Macérations

J’aime bien acheter des choses (je suis une fille très matérialiste) (c’est la faute à la société). Mais je n’aime pas les gens (bon, vous braquez pas, de loin, ça va). Du coup, ça pose comme un problème.

Parce qu’en général, pour acheter des choses, il faut sortir de sa tanière et aller dans la rue (c’est très désagréable, la rue). Il faut affronter l’adversité, se purger de ses peurs et les dominer. Très cathartique, comme processus. Mais je n’ai pas toujours envie d’affronter :

  • Les vendeuses (”Vous avez besoin d’aide ?” “Non-merci-je-ne-fais-que-regarder.”)
  • Les acheteuses (”Roh, il est sympa ce haut ! Vous me le passerez, après ?” “Heu, c’est-à-dire que c’est à moi.” “Oh.”)
  • La foule anonyme des trottoirs (ça ne devient personnel que quand on est dans le magasin. Surtout quand cette pouffiasse emporte pour l’essayer le machin que j’ai reposé à regret)
  • Les vêtements trop petits/trop grands/trop colorés ou déjà vendus
  • Les chaussures déjà vendues (est-ce ma faute si nous faisons toutes du 38?)

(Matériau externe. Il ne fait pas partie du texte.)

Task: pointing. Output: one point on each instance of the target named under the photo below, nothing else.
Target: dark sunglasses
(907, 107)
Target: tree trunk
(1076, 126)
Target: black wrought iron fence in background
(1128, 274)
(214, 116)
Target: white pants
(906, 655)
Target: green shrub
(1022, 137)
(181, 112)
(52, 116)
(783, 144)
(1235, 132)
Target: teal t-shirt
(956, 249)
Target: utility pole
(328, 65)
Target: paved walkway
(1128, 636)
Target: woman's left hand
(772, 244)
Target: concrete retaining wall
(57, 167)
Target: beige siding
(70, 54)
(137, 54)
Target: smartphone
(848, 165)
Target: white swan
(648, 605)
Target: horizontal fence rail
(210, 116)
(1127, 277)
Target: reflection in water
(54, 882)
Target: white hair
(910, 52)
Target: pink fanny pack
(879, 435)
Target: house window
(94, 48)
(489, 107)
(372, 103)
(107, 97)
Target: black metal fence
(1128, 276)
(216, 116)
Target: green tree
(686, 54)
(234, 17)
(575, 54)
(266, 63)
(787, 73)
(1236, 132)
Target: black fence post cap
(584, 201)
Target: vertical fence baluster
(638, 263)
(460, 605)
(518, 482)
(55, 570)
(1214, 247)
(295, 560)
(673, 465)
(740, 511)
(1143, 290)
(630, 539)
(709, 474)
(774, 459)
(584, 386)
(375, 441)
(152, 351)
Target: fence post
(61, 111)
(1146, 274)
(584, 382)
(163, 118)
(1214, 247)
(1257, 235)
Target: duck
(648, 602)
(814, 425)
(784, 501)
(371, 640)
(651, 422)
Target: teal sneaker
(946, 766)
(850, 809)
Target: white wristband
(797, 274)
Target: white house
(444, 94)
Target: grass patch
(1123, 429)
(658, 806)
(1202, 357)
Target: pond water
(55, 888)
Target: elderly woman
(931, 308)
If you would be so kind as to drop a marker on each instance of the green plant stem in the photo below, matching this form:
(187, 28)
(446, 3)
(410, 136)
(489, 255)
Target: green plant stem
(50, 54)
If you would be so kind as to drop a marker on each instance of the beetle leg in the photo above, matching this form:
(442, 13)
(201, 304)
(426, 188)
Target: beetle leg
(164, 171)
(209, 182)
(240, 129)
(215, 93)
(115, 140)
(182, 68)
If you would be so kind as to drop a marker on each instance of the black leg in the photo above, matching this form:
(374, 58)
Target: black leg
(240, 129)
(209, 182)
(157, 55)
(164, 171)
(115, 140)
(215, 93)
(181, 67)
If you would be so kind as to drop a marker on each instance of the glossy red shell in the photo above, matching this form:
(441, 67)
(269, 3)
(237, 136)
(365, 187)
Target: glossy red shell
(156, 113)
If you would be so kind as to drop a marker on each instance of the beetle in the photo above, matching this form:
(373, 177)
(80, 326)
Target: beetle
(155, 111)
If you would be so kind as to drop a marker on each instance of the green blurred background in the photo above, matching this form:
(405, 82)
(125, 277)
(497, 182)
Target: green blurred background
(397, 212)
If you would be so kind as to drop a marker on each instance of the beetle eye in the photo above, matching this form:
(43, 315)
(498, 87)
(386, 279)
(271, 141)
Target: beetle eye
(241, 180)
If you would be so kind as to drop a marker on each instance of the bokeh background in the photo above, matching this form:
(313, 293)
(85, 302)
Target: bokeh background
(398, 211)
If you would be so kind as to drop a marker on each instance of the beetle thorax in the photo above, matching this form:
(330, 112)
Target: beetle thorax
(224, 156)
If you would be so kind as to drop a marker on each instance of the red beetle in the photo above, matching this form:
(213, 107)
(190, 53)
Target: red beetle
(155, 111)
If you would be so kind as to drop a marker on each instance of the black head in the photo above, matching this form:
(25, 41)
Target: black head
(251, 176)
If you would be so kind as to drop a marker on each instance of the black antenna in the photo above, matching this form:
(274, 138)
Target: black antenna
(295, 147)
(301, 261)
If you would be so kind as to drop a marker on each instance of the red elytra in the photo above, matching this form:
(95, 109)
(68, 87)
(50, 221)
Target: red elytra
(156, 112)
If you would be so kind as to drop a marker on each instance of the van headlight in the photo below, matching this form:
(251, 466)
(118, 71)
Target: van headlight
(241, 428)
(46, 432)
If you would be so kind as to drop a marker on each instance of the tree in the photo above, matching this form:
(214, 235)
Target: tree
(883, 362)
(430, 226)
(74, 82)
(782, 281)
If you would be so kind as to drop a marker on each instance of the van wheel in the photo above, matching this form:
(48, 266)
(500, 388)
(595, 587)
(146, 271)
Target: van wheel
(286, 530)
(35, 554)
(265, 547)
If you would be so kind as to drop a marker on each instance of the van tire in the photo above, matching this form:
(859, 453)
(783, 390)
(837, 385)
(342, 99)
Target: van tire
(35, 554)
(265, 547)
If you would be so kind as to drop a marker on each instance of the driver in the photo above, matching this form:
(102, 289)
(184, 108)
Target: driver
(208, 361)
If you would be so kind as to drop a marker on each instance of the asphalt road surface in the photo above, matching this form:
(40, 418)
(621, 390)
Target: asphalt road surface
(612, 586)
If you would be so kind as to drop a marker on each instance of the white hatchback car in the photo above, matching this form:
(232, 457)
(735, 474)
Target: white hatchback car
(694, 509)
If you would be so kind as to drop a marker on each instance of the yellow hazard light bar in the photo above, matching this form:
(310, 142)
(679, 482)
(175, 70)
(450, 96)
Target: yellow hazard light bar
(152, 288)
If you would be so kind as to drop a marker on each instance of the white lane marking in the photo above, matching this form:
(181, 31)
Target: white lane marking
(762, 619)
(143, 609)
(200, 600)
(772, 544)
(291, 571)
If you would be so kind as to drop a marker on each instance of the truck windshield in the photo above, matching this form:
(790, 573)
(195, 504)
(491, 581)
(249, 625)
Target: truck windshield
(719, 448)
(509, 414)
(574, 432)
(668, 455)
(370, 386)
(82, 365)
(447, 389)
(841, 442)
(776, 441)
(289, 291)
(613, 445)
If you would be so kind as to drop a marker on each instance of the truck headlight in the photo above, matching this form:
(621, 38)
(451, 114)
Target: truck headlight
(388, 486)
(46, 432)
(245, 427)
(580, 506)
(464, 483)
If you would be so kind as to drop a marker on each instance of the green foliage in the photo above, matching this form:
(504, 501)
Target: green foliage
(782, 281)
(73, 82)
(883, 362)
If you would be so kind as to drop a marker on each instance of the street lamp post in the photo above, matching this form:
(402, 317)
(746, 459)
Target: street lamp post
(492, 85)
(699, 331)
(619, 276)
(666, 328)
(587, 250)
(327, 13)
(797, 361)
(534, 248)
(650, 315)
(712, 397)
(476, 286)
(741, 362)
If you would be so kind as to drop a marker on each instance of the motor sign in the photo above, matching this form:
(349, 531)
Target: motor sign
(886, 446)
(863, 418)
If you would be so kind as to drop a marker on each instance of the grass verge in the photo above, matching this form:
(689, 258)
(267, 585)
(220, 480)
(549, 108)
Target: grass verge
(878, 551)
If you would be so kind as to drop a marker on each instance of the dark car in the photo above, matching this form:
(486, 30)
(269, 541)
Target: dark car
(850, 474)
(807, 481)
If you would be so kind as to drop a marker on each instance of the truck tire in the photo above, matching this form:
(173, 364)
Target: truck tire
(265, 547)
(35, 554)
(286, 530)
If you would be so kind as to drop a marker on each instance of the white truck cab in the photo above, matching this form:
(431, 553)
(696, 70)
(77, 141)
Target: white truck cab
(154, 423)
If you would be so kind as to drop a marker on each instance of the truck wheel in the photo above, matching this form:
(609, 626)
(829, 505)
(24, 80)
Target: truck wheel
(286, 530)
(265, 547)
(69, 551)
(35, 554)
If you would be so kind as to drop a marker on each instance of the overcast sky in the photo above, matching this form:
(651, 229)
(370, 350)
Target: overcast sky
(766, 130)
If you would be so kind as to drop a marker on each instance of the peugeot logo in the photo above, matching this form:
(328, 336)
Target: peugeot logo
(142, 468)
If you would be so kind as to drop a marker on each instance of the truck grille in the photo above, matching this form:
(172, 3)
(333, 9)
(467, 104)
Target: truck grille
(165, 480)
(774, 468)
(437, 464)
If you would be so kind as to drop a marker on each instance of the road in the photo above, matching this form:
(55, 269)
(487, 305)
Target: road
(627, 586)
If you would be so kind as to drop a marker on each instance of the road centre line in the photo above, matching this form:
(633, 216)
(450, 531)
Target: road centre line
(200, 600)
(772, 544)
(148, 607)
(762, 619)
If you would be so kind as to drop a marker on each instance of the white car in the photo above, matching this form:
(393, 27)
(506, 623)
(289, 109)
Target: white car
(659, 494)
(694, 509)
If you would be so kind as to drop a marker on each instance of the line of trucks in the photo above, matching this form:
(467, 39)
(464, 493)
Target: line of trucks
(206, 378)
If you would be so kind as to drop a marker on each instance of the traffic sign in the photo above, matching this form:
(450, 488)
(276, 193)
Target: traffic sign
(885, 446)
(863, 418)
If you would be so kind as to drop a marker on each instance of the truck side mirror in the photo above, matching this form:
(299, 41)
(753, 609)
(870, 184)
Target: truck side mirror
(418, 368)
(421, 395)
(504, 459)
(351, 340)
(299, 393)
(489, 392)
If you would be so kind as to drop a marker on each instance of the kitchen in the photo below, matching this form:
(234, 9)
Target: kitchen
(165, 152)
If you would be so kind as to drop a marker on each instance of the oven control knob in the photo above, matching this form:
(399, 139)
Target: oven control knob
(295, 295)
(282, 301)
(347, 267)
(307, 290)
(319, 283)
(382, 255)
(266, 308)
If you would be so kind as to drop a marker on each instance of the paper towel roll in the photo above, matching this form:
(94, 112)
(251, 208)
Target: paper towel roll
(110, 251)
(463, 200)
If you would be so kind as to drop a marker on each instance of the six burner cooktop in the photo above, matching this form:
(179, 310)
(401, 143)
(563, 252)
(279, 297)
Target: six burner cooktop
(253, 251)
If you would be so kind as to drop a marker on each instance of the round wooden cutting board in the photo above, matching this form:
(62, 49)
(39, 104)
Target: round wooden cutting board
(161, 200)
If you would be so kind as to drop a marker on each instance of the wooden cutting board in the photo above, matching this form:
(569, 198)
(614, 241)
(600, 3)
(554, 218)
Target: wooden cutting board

Acheter des choses est un calvaire, mais que ne ferai-je pas pour un peu de satisfaction immédiate ? (Bonne question, à vrai dire)

Du coup, prise par la frustration de l’absence de la taille de chaussures souhaitée, je tente l’achat en ligne. Il y a toutes sortes davantage à acheter en ligne. Déjà, on ne sort pas de chez soi. Ensuite. Euh. On relativise ?

Le problème, c’est qu’il faut attendre la livraison. Et ça dure un peu. Voire beaucoup.

L’attente dure.

Dure.

Dur.

Si mon colis n’arrive pas lundi, je saute par la fenêtre.

Edith : roh, Facteur, tu es un ange.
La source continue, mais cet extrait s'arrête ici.